Because diet was shown to influence MTX therapy in some children, administration of this drug in a fasted state has been recommended. Pinkerton et al. [26] analyzed the influence of diet on absorption of orally administered MTX (15 mg/m²) in ten children with acute lymphoblastic leukemia (ages: 3–15 years). Each child received three doses of MTX. The drug was first administered in a fasted state (A), then with a milk-dominant meal (B) and finally during an orange-dominant meal (C). Mean Cmax were 0.91, 0.55 and 0.71 μM following doses A, B and C, respectively. Mean Tmax were 1.30, 2.15 and 1.88 h, mean AUC 2.18, 1.56 and 1.91 μM/h per L following doses A, B and C, respectively. Thus, administration of MTX with a milk-dominant meal resulted in a significantly lower blood MTX level (P < 0.05), and absorption of MTX was delayed by its intake with either of the two meal types. The AUC during the absorption phase of the drug was significantly lower in the milk-dominant meal group than in the ‘empty stomach’ group (P < 0.05). Dupuis et al. [27] administered MTX to 14 patients (ages: 2.8–15.1 years, including 10 females) for 3 weeks using three dosing methods (administration after a meal, administration after overnight hunger, and intravenous administration). They compared the data from 13 patients for whom evaluation was possible. Blood was sampled 0, 0.5, 1, 1.5, 2, 3, 4 and 6 h after oral treatment, 0, 0.08, 0.25, 0.5, 1, 1.5, 2, 3, 4 and 6 h after intravenous treatment. The mean excretion rate constants were 0.27 ± 0.065, 0.26 ± 0.067 and 0.25 ± 0.11/h for the post-meal, ‘empty stomach’ and intravenous groups, respectively. The corresponding AUC were 1.87 ± 0.83, 1.50 ± 0.51 and 1.85 ± 0.80 μmol/L h. Thus, there were no inter-group differences in excretion rate constant or AUC. Peak blood drug concentration (Cmax) was significantly lower in the post-meal group (0.39 ± 0.18 μmol/L) than in the ‘empty stomach’ group (0.65 ± 0.33 μmol/L) (P = 0.0022). The time until peak blood drug concentration also differed between the ‘empty stomach’ group (0.94 ± 0.41 h) and the post-meal group (1.32 ± 0.68 h) (P = 0.1464). As a result, bioavailability was higher in the ‘empty stomach’ group (1.1 ± 0.51) than in the post-meal group (0.88 ± 0.35) (P = 0.0211).
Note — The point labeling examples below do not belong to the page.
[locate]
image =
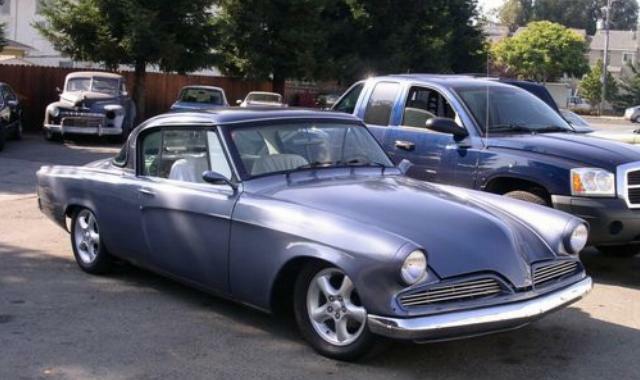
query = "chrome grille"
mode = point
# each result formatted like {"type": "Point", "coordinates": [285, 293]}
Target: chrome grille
{"type": "Point", "coordinates": [553, 271]}
{"type": "Point", "coordinates": [455, 292]}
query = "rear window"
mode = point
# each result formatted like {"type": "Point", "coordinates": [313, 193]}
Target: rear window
{"type": "Point", "coordinates": [381, 103]}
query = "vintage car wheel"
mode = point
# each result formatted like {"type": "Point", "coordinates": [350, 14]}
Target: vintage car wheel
{"type": "Point", "coordinates": [527, 197]}
{"type": "Point", "coordinates": [620, 250]}
{"type": "Point", "coordinates": [88, 249]}
{"type": "Point", "coordinates": [329, 313]}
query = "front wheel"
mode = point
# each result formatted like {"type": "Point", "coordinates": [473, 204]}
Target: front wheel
{"type": "Point", "coordinates": [88, 248]}
{"type": "Point", "coordinates": [330, 314]}
{"type": "Point", "coordinates": [620, 250]}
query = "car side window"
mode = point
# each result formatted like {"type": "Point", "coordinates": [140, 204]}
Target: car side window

Bannwarth et al. [28] reported their clinical pharmacodynamic analysis of MTX following intermittent low-dose administration, using immunoassay. Following a low oral dose of MTX (≤10 mg/m²), the absorption rate averaged 70% both following a post-meal dose and a dose given on an ‘empty stomach’. The mean serum albumin binding rate of MTX was 42–57%. They reported that there was no evident relationship of pharmacodynamic parameters to clinical efficacy or toxicity of MTX in patients with rheumatoid arthritis. They additionally stated that when using MTX for children, it should be taken into account that pharmacokinetics vary depending on age.

Wallace et al. [29] reported on the relationship between the blood MTX level and toxicity. They orally administered MTX (0.11–0.6 mg/kg per week) for 1.6 years (median) to 23 patients with JIA (age: 4.3–18.8 years) and attempted to determine safe and effective doses of MTX through analysis of blood drug levels in relation to clinical findings. MTX was used in combination with NSAIDs (ibuprofen, indomethacin, naproxen, piroxicam, salicylic acid, sulindac or tolmetin), sulfasalazine, hydroxychloroquine or PDN. In seven cases, serum transaminase levels rose slightly. In three of these seven cases, medication was temporarily suspended. In the other four cases, the abnormality subsided without requiring dose discontinuation or reduction. For the former three cases, medication was resumed at a lower dose after enzyme level normalization, and no problems were noted thereafter. The blood MTX level was not affected by concomitant use of any other drugs. In 21 cases, symptoms were significantly alleviated. The investigators concluded that safe MTX doses would be 0.6 mg/kg per week or less.